As we fast approached the end of term and the summer holidays my world was turned upside again and I was genuinely devastated. I was lying on the grass next to Andrea one lunchtime when she broke the news.
"I don't know how to tell you this, my heart is breaking into a thousand pieces but we're moving away. Far far away. My dad has got a new job in Australia and at the end of term we're moving permanently" her eyes welled up as she told me this and each word was like a kick in the balls. I was almost in physical pain at hearing this.
It turned out her parents had been planning this for a while but in that strange way adults have sometimes they decided it would be less of a shock for their children if they waited until it was all finalised and agreed before telling them. Andrea was fuming and upset, feeling like her life was being decided for her. I was pretty inconsolable too. I loved Andrea even though I had Gav and our lives would have been complicated trying to manage both my relationships.
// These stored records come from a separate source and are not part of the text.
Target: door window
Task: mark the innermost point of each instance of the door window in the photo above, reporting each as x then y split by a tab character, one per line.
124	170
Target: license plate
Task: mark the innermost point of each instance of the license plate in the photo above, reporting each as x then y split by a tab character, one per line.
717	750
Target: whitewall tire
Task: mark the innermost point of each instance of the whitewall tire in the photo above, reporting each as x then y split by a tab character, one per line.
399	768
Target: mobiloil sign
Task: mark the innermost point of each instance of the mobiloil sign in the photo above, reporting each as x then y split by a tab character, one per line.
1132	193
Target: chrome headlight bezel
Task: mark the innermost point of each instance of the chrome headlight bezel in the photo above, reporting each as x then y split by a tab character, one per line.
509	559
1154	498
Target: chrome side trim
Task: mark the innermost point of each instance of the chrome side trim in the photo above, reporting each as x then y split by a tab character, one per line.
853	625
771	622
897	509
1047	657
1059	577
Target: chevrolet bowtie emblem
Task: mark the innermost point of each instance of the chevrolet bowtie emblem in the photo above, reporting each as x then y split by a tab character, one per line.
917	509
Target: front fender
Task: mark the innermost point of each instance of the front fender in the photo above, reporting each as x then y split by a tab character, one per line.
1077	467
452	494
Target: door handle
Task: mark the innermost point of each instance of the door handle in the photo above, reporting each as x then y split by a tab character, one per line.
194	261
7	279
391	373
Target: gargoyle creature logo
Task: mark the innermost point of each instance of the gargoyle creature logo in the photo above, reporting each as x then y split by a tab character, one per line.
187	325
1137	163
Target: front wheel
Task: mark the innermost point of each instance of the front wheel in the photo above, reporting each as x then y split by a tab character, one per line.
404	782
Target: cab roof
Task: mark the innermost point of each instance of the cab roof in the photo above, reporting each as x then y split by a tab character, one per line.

That was something that I had looked forward to though, Not an ending like this, a fizzling out of our time together.
"But that's only in two weeks!" I complained when she told me the date they were leaving. It just all seemed so fast.
"I know, and we've got a lot to squeeze in" she said shocking me by looking around to see if anyone was close, when they weren't she unzipped my trousers and got my dick out. "No point waiting for me to be 16, I want to do everything with you before I go" she said as she started to wank me off. Being wanked off by my girlfriend for the first time was very special but she didn't know her way around a dick like a boy does! Still, it's not exactly rocket science and it wasn't that long before I was shooting with a moan of enjoyment.
"Ugh does it always do that?!" She asked me shaking cum from her hand after she'd finished me off.
I giggled, "well yeah, how do you think babies are made?"
She giggled too, "well....I guess you need to show me" she said and wiped her hand clean.
Though it went against everything we'd agreed and against everything we would usually do, we basically planned a sex day. Both of us skiving off sick and spending all day together in my room, learning our way around each other's bodies. First oral before we then went all the way for the first, second and third time. Memories to last a lifetime but over all too soon. We promised to write to each other and hoped to see each other again but the other side of the world was a long way away. It would be many years before we did see each other again. After many tearful farewells it was over. Andrea was gone and the school holidays had arrived.